La pièce trembla autour de moi. Je me rattrapai de justesse à mon lit et m’assis dessus. Je fermai les yeux. Juste quelques instants et j’eus l’impression de tomber encore et encore. Était-ce ce qu’avait ressentis Alice en tombant dans le trou de lapin ? Quelque chose d’humide et de froid se posa sur mon front comme une salvation, je soupirai. Je reconnus le parfum d’Emris sans même ouvrir les yeux. 

— Qu’est-ce que tu fais là…?
— J’ai entendu un bruit bizarre, je suis venu voir si tout va bien. Tu es brûlante. J’appellerai l’université demain pour signaler ton absence et ferez venir un médecin. 

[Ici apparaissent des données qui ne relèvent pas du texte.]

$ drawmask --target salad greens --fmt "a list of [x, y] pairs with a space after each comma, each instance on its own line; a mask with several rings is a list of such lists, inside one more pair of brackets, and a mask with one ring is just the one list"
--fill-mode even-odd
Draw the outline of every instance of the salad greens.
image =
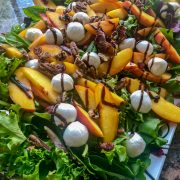
[[[56, 2], [56, 1], [55, 1]], [[58, 1], [57, 1], [58, 2]], [[65, 5], [72, 1], [66, 0]], [[157, 3], [153, 0], [143, 7], [147, 10]], [[46, 7], [32, 6], [24, 8], [23, 11], [33, 22], [41, 20], [41, 13], [45, 13]], [[138, 20], [134, 15], [128, 14], [125, 21], [120, 22], [125, 27], [127, 37], [133, 37], [138, 28]], [[17, 25], [11, 31], [0, 35], [0, 44], [8, 44], [18, 48], [20, 51], [28, 51], [30, 42], [19, 36], [24, 30]], [[161, 32], [173, 44], [180, 53], [180, 37], [173, 30], [162, 28]], [[160, 46], [155, 42], [154, 37], [147, 39], [152, 42], [154, 53], [160, 52]], [[79, 56], [85, 53], [98, 52], [92, 41], [90, 45], [80, 50]], [[76, 57], [77, 58], [77, 57]], [[166, 122], [161, 121], [150, 112], [142, 114], [135, 111], [130, 102], [130, 93], [126, 87], [117, 88], [121, 78], [126, 76], [134, 77], [131, 73], [122, 72], [121, 75], [106, 76], [99, 79], [111, 89], [112, 92], [125, 100], [125, 103], [118, 109], [119, 126], [117, 138], [110, 144], [111, 148], [102, 148], [99, 138], [90, 135], [86, 145], [80, 148], [69, 148], [66, 146], [62, 134], [64, 129], [57, 127], [53, 120], [54, 115], [46, 107], [46, 103], [35, 101], [36, 112], [26, 112], [9, 98], [8, 83], [15, 70], [23, 65], [24, 60], [9, 58], [6, 53], [0, 53], [0, 175], [4, 179], [25, 180], [76, 180], [76, 179], [104, 179], [108, 180], [144, 180], [145, 170], [150, 165], [150, 154], [156, 148], [161, 148], [167, 143], [161, 133], [161, 128]], [[172, 79], [165, 84], [152, 83], [144, 80], [150, 91], [158, 92], [159, 87], [167, 89], [169, 93], [180, 92], [180, 66], [172, 64], [168, 70]], [[74, 92], [69, 92], [68, 101], [71, 101]], [[74, 93], [74, 96], [76, 94]], [[169, 98], [172, 96], [169, 95]], [[77, 97], [75, 97], [77, 98]], [[44, 108], [44, 106], [46, 108]], [[49, 107], [49, 106], [48, 106]], [[58, 138], [47, 137], [44, 127], [48, 127]], [[145, 151], [136, 158], [127, 154], [126, 142], [129, 134], [139, 133], [146, 142]], [[34, 135], [35, 141], [30, 139]], [[50, 136], [50, 134], [48, 134]], [[50, 140], [51, 139], [51, 140]], [[61, 146], [53, 143], [57, 141]], [[43, 146], [45, 144], [45, 146]], [[107, 144], [106, 144], [107, 145]], [[48, 148], [49, 149], [48, 149]]]

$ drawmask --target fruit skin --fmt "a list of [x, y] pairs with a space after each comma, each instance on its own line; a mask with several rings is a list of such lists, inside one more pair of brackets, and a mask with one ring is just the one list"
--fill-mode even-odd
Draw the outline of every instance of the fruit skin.
[[45, 7], [51, 8], [51, 9], [55, 9], [55, 8], [56, 8], [56, 5], [55, 5], [54, 2], [51, 1], [51, 0], [48, 0], [48, 1], [47, 1], [47, 4], [45, 4], [45, 3], [43, 2], [43, 0], [33, 0], [33, 2], [34, 2], [34, 4], [35, 4], [36, 6], [45, 6]]
[[58, 13], [46, 11], [46, 16], [56, 28], [61, 29], [65, 27], [65, 23], [59, 19]]
[[139, 78], [146, 79], [148, 81], [156, 82], [156, 83], [165, 83], [169, 79], [171, 79], [171, 74], [164, 73], [161, 76], [155, 76], [152, 73], [148, 71], [141, 70], [136, 64], [134, 63], [128, 63], [126, 67], [124, 68], [125, 71], [129, 71], [135, 76]]
[[27, 97], [27, 95], [16, 84], [9, 81], [8, 90], [9, 90], [9, 96], [10, 96], [11, 100], [15, 104], [20, 105], [22, 109], [24, 109], [28, 112], [34, 112], [35, 104], [34, 104], [33, 93], [31, 91], [30, 82], [24, 76], [22, 68], [18, 68], [15, 71], [15, 75], [16, 75], [17, 80], [19, 80], [22, 84], [24, 84], [26, 87], [28, 87], [30, 89], [30, 91], [28, 91], [28, 93], [31, 95], [32, 98]]
[[154, 25], [159, 25], [158, 19], [156, 20], [154, 17], [150, 16], [144, 11], [140, 11], [140, 9], [135, 4], [132, 4], [130, 1], [123, 2], [122, 6], [125, 8], [125, 10], [130, 10], [131, 13], [136, 16], [139, 23], [143, 26], [150, 27]]
[[97, 2], [97, 3], [91, 4], [90, 7], [95, 12], [106, 13], [106, 12], [119, 8], [120, 4], [104, 1], [104, 2]]
[[[78, 85], [84, 86], [84, 87], [88, 87], [90, 88], [93, 92], [95, 92], [96, 86], [97, 84], [95, 82], [92, 82], [90, 80], [84, 79], [84, 78], [80, 78], [77, 81]], [[120, 96], [118, 96], [117, 94], [111, 92], [113, 101], [115, 103], [116, 106], [120, 106], [124, 103], [124, 99], [121, 98]]]
[[117, 55], [112, 60], [109, 74], [112, 76], [120, 73], [132, 59], [132, 54], [133, 51], [131, 48], [124, 49], [117, 53]]
[[109, 11], [108, 13], [106, 13], [106, 15], [111, 18], [119, 18], [123, 20], [127, 17], [128, 13], [125, 9], [119, 8], [119, 9]]
[[89, 114], [81, 108], [77, 102], [74, 101], [73, 105], [77, 110], [77, 119], [84, 124], [87, 129], [97, 137], [103, 137], [103, 133], [99, 126], [89, 117]]
[[154, 39], [166, 50], [166, 53], [169, 55], [170, 61], [176, 64], [180, 64], [180, 56], [159, 29], [154, 33]]
[[25, 77], [30, 81], [33, 93], [50, 104], [56, 104], [59, 94], [51, 86], [51, 81], [44, 74], [31, 68], [23, 67]]
[[104, 135], [103, 142], [112, 142], [117, 135], [119, 124], [118, 110], [100, 103], [99, 114], [99, 125]]
[[75, 89], [87, 109], [96, 109], [94, 92], [90, 88], [75, 85]]
[[[158, 96], [154, 92], [150, 92], [153, 96]], [[180, 123], [180, 108], [174, 104], [166, 101], [164, 98], [160, 97], [158, 102], [154, 102], [152, 99], [152, 110], [161, 118], [174, 122]]]
[[[97, 31], [93, 27], [98, 29], [98, 22], [86, 24], [84, 28], [90, 32], [91, 34], [96, 35]], [[119, 18], [107, 19], [105, 21], [101, 21], [99, 26], [102, 28], [105, 34], [111, 35], [112, 31], [118, 26]]]
[[23, 54], [15, 47], [11, 47], [7, 44], [0, 44], [0, 47], [5, 49], [6, 55], [9, 58], [22, 58]]

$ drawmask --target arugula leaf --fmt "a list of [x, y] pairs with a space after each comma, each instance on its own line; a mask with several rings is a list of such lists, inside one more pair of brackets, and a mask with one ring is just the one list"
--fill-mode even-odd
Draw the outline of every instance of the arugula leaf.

Je hochai la tête. Incapable de prononcer un seul mot de plus. Ma bouche était pâteuse et les mots que je choisissais devenait élastique entre mes lèvres. Emris posa une main sur mon épaule pour m’allonger, et la fraîcheur de sa paume m’arracha un frisson.

— Reste tranquille, murmura-t-il.

Je fermai les yeux. Les sons se diluèrent : le tic-tac de l’horloge, la respiration d’Emris, les battements désordonnés de mon cœur. Puis, dans la pénombre, des images vinrent se mêler au fiévreux brouillard : un piano, un rire d’enfant, le parfum de maman. Et, derrière tout ça, une ombre, celle d’une fille aux cheveux bruns et aux regards d'acier.